Carry it on now. Carry it on.
Carry on the tradition.
There were Black people since the childhood of time who carried it on.
In Ghana and Mali and Timbuktu we carried it on.
Carried on the tradition.
We hid in the bush
when the slavemasters came holding spears.
And when the moment was ripe, leaped out and lanced the lifeblood of would-be masters.
We carried it on.
On slave ships,
hurling ourselves into oceans. Slitting the throats of our captors. We took their whips,
And their ships. .
Blood flowed in the Atlantic – and it wasn't all ours.
We carried it on.
Fed Missy arsenic apple pies. Stole the axes from the shed.

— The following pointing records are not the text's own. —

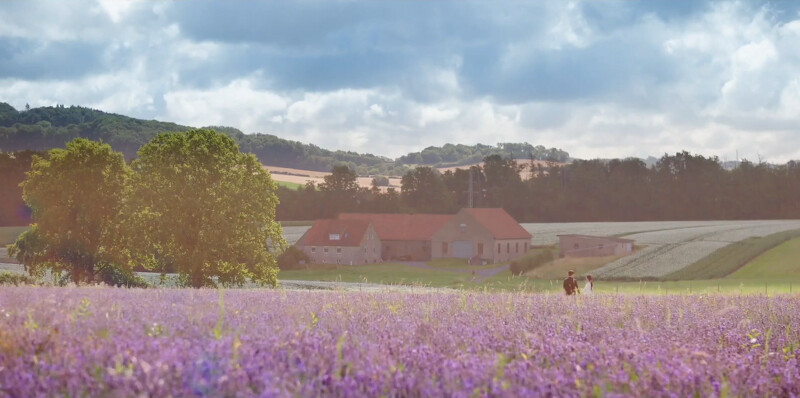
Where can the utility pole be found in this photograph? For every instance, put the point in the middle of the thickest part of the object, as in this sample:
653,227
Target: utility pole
469,200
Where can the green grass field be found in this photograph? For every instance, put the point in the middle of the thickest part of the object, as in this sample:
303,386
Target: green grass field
388,273
9,234
399,274
729,259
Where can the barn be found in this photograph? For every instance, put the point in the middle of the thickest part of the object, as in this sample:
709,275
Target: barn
348,242
573,245
487,235
404,237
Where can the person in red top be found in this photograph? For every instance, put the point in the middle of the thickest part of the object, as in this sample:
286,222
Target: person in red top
570,284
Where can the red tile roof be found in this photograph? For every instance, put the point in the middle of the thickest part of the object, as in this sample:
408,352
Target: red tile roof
499,223
351,233
402,226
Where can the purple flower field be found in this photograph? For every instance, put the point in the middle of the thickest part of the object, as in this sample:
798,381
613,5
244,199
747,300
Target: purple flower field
116,342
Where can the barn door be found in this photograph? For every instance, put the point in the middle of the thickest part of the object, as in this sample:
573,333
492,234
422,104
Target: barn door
462,249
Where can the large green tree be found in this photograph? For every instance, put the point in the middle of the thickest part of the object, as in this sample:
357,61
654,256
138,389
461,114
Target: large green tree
203,208
75,195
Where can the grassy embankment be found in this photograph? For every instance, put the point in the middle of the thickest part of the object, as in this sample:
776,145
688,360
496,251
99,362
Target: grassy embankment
727,260
288,184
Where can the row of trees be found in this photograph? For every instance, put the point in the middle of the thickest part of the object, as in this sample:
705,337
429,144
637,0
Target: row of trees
191,203
678,187
43,128
459,155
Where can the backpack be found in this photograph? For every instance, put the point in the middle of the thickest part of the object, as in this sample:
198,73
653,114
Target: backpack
569,285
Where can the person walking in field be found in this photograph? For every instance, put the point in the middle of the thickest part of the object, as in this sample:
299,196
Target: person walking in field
589,288
570,284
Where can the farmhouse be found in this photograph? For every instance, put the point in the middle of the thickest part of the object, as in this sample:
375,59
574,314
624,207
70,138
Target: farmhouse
405,237
486,235
341,242
592,246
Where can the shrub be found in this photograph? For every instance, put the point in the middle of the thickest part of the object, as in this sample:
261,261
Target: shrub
7,278
292,258
114,276
530,261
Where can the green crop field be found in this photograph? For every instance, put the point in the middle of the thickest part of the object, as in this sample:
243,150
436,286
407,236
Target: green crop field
779,263
287,184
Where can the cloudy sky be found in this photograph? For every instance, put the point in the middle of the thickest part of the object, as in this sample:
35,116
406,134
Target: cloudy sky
595,78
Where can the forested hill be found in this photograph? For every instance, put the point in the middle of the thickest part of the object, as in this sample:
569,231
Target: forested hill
459,155
40,129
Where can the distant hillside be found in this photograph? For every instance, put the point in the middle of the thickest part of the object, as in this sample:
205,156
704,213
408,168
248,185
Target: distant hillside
40,129
460,155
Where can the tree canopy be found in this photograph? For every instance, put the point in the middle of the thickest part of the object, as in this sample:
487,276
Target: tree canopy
75,194
203,208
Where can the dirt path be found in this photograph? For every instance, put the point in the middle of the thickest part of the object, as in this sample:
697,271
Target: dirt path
480,274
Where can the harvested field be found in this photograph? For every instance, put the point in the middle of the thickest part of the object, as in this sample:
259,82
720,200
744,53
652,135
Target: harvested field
525,174
670,250
301,177
669,245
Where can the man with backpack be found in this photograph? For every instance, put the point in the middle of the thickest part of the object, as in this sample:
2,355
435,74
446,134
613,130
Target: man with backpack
570,284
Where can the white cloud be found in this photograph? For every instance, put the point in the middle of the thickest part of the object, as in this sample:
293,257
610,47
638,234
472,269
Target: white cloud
727,79
236,104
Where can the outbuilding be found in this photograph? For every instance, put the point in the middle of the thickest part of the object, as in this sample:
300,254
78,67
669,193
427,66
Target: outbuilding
347,242
573,245
487,235
404,237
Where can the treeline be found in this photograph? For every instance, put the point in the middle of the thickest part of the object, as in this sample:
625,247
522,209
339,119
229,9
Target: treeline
44,128
678,187
460,155
13,166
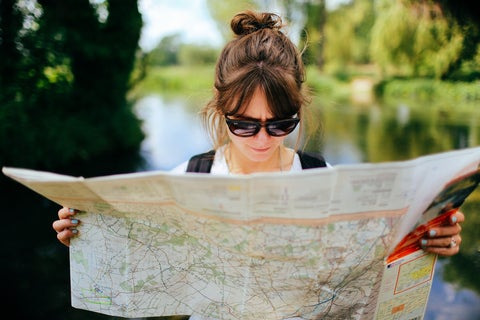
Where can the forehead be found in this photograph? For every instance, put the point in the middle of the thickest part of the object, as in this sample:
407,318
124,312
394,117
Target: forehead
257,107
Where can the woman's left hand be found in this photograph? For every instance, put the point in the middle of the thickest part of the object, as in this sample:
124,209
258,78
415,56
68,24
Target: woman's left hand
444,240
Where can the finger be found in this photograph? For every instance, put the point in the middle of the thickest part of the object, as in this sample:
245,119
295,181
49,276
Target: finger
441,242
63,224
65,236
444,231
65,212
443,251
458,217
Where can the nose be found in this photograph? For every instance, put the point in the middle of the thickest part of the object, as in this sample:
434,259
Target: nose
262,134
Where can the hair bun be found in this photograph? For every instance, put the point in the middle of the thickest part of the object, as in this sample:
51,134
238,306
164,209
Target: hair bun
247,22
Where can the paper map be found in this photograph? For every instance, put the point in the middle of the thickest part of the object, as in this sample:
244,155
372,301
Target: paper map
311,245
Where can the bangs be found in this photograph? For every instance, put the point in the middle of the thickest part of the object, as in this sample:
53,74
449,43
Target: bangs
283,97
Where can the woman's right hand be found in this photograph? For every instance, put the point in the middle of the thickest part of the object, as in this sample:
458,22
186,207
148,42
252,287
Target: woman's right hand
66,225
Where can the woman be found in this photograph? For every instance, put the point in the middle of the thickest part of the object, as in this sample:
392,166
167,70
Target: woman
259,99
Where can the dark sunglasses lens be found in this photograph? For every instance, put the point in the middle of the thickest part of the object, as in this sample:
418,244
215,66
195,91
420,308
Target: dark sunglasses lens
281,128
243,128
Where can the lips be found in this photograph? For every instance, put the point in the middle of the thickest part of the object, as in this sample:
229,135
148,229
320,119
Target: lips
260,150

Went and chopped off master's head.
We ran. We fought.
We organized a railroad. An underground.
We carried it on.
In newspapers. In meetings. In arguments and streetfights. We carried it on.
In tales told to children. In chants and cantatas.
In poems and blues songs and saxophone screams, We carried it on.
In classrooms. In churches. In courtrooms. In prisons. We carried it on.
On soapboxes and picket lines, Welfare lines, unemployment lines. Our lives on the line,
We carried it on.
In sit-ins and pray-ins
And march-ins and die-ins, We carried it on.
On cold Missouri midnights
Pitting shotguns against lynch mobs. On burning Brooklyn streets,
Pitting rocks against rifles,
We carried it on.
Against water hoses and bulldogs, Against nightsticks and bullets. Against tanks and tear gas. Needles and nooses.
Bombs and birth control.
We carried it on.
In Selma and San Juan. Mozambique. Mississippi. In Brazil and Boston,
We carried it on.
Through the lies and the sell-outs. The mistakes and the madness.
Through pain and hunger and frustration, We carried it on.
Carried on the tradition.
Carried a strong tradition.
Carried a proud tradition.
Carried a Black tradition.
Carry it on.
Pass it down to the children. Pass it down.
Carry it on.
Carry it on now.
Carry it on
to FREEDOM!

By Assata Shakur, from her Assata: An Autobiography.
(Westport Ct: Lawrence Hill & Co., 1987) p. 263.


This week, as we begin the school year, our students will be reading, discussing and responding to Assata Shakur's poem and reflecting on the traditions that have had the greatest impact in thier lives.